While I was away, there was some flack headed my way in reaction to a
blog I posted about an anti-adoption nut a while back, suggesting that perhaps my criticism of some who vociferously oppose everything about adoption and would do just about anything to see an end to the option for all of the world's children has everything to do with keeping the bucks piling in and the attention focused on little old me. (Don't emphasize the
old, please.)
Yeah. Right. Whatever.
Rather than try to reason over the annoying whine of axe against grinding wheel, today we'll take a look at where the rubber meets the road, shall we?
As I mentioned
yesterday, there's a heck of a lot of adoption-tainting milage coming out of a situation in Guatemala right now. With TRAFFICKING, STOLEN CHILDREN and such writ large in headlines around the world, heads are shaking and there's no little tsk-tsking going on as people line up to jump on condemning bandwagons ready to beat the drum of corruption and
ain't it awful. All this, of course, before there's any real understanding of circumstances, motivation or anything else that could very well eventually lead to this being a non-story.

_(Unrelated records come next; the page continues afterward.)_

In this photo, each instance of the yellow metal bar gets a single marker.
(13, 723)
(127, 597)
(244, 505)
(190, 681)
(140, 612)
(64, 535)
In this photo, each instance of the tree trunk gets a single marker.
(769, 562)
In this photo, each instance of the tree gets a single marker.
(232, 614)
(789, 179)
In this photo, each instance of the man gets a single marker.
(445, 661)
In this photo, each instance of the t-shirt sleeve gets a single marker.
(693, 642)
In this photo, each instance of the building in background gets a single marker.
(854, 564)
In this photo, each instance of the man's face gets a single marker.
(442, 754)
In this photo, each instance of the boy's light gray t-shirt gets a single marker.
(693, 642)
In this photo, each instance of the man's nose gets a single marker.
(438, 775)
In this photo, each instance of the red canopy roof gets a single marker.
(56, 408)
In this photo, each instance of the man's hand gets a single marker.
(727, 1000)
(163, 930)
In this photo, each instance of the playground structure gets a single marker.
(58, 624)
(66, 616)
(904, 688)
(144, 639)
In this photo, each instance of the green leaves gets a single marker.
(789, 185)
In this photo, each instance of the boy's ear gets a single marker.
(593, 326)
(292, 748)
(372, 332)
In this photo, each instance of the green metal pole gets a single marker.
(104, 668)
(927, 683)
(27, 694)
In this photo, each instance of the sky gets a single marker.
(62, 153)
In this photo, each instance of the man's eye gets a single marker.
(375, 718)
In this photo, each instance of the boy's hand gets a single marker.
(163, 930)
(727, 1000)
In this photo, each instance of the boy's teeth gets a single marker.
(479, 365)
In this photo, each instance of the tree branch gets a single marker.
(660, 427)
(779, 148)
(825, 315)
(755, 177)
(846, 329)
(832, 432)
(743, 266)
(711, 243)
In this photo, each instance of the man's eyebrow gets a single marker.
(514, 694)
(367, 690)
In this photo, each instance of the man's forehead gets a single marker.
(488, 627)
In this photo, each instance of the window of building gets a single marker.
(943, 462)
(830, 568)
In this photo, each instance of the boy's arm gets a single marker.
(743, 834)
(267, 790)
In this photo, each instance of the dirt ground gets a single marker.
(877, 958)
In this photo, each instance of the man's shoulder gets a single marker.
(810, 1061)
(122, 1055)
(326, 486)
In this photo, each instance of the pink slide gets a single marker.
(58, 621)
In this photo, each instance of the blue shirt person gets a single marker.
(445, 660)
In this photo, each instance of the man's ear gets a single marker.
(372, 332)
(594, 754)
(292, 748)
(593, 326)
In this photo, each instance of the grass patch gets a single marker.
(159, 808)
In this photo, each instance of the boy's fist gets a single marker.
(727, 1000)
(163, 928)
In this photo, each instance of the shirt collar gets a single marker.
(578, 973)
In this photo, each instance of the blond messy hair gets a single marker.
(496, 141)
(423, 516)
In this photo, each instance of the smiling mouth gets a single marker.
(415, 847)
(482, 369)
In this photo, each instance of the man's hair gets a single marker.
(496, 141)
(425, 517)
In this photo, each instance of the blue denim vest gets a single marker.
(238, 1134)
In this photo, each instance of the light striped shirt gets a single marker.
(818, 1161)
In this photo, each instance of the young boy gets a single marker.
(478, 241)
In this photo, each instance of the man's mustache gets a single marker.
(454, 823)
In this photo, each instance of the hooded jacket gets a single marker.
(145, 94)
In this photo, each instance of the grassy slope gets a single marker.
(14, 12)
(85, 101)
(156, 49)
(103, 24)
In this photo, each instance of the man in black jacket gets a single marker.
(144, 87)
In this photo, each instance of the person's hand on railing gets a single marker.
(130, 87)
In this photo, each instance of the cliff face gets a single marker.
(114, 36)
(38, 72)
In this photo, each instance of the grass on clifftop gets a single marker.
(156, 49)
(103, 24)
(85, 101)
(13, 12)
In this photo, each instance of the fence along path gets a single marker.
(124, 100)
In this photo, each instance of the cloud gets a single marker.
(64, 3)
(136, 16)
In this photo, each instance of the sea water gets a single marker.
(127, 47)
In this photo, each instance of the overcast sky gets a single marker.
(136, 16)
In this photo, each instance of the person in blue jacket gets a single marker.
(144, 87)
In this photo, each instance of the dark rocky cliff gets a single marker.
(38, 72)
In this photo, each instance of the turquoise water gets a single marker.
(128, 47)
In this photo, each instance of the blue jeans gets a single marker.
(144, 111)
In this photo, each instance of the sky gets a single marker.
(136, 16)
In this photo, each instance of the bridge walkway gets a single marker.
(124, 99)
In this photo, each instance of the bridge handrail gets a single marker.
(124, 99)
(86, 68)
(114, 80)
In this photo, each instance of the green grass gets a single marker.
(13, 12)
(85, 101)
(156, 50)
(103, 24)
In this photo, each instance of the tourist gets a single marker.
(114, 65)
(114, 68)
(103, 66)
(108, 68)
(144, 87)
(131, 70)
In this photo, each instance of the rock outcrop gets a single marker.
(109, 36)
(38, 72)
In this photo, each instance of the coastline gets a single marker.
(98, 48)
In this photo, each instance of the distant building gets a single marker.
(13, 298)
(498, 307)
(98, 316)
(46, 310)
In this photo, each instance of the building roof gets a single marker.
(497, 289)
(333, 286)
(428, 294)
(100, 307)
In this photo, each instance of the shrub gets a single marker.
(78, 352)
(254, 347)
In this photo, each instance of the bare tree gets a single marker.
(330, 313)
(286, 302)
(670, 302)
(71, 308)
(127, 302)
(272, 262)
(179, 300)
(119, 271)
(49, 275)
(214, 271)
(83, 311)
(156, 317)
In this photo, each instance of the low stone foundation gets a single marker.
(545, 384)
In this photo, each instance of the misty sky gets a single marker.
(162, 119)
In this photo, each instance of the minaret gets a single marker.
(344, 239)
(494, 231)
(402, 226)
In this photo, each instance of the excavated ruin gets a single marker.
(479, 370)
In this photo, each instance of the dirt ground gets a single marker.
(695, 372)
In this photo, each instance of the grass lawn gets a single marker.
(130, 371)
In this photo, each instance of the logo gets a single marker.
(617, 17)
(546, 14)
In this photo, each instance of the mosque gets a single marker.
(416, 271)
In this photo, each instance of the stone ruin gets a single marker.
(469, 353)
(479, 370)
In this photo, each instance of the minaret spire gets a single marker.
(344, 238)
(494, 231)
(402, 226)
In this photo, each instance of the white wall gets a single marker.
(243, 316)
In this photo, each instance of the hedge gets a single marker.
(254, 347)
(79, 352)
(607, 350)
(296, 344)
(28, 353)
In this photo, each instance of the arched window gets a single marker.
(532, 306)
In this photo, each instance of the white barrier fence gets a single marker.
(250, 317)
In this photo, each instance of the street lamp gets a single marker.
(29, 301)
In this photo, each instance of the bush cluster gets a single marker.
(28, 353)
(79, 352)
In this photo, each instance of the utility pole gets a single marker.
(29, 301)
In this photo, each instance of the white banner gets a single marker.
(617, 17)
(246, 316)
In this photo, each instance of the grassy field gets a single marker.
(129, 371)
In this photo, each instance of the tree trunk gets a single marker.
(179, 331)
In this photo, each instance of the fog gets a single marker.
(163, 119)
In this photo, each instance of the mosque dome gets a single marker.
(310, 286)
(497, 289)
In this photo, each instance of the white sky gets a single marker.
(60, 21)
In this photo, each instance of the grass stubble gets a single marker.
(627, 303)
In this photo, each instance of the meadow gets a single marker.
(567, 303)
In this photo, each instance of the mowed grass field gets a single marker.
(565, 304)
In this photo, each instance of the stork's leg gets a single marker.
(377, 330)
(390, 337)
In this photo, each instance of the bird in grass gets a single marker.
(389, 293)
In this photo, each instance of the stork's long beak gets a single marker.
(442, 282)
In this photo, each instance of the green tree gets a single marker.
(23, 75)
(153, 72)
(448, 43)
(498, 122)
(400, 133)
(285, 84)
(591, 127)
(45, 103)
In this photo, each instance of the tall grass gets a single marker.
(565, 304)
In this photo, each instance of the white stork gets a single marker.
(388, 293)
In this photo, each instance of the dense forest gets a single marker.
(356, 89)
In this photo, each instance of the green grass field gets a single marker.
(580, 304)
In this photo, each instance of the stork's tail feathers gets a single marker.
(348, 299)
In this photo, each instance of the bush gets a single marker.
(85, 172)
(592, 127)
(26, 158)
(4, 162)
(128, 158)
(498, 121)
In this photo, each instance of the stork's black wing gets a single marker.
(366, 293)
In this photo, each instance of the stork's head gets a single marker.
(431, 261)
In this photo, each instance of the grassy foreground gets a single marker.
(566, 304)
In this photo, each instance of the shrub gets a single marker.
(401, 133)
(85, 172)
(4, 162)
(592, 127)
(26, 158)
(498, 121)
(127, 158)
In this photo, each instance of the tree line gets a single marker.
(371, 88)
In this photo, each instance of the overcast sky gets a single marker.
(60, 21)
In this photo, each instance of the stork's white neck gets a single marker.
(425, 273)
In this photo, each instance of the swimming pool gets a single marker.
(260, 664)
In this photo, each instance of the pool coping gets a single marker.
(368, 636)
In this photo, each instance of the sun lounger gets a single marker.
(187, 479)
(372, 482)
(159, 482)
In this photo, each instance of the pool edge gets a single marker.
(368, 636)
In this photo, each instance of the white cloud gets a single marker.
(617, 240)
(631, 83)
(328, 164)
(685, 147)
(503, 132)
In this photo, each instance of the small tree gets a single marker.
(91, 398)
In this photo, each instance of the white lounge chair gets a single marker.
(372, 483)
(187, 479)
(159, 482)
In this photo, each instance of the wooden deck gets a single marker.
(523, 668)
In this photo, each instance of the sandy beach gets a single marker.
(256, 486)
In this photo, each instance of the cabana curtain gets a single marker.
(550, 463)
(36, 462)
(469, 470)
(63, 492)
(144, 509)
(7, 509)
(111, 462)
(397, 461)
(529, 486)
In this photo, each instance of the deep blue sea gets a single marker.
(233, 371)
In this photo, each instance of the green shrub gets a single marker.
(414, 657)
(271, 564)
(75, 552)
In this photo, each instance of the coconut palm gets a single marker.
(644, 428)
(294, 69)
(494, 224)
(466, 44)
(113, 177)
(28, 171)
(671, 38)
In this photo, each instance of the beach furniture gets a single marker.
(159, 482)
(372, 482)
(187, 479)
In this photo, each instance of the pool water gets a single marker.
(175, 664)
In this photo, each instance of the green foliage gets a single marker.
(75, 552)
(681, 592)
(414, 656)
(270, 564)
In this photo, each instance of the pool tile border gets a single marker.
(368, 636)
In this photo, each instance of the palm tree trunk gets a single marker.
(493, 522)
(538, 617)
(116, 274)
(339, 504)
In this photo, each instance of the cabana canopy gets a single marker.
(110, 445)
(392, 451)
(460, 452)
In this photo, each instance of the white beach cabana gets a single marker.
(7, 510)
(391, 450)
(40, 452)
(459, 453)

Lisa is doing a good job of keeping up to date and passing along pertinent info, and there is a lot of that around, with more coming all the time.
This, for example, from the US Embassy, that seems to suggest that this could be a case of moving goal posts ... for what reason can only be guessed ... and not one of felonious intent.
For the sake of the intentionally obtuse, I will again stress that I am against corruption and for reform of adoption processes worldwide, that I truly do understand that bad people do bad things and that they shouldn't get away with it, and that I believe no child should be ever be removed from a loving, caring family against anyone's will. I am also very much in favor of world peace, an end to poverty and the proper application of punctuation.
And the fallout?
At the least, two-score-plus kids have been uprooted and shifted from one place to another. At the worst, some now will never find families.
The benefit?
Perhaps another step will be implemented to the adoption process in Guatemala. That could be good, not good or neutral in impact.
In a country where over 30,000 children die every year from preventible illnesses and more than 50% of the total population of children are malnourished, perhaps the 46 possible pawns from Casa Quivira mean nothing. I doubt, however, that they or the families longing for them to come home would agree.
And lest anyone suspect the ramifications are limited to the few hundred people directly involved, check out
this knee-jerk reaction that would seem strong enough to blacken all eyes in the general vicinity:
The Adoption Authority of Ireland has suspended applications to adopt children from Guatemala following concerns about adoption procedures and child-trafficking.
SPONSOR
Could this be why I react to anti-adoption outbreaks and take the time and energy involved to place them in context, to remind about consequences, to unmask agendas? Am I concerned that a creeping miasma of anti-adoption sentiment is impacting the lives of children who have no way of understanding that their lives mean little in a campaign designed for political pressure and max-media spin? Do shouting headlines inspire me to dig deeper and present what I find so others are better armed to address off-the-cuff remarks from those deafened by the shouting?
Yeah. That would be close.
We'll be revisiting this topic soon.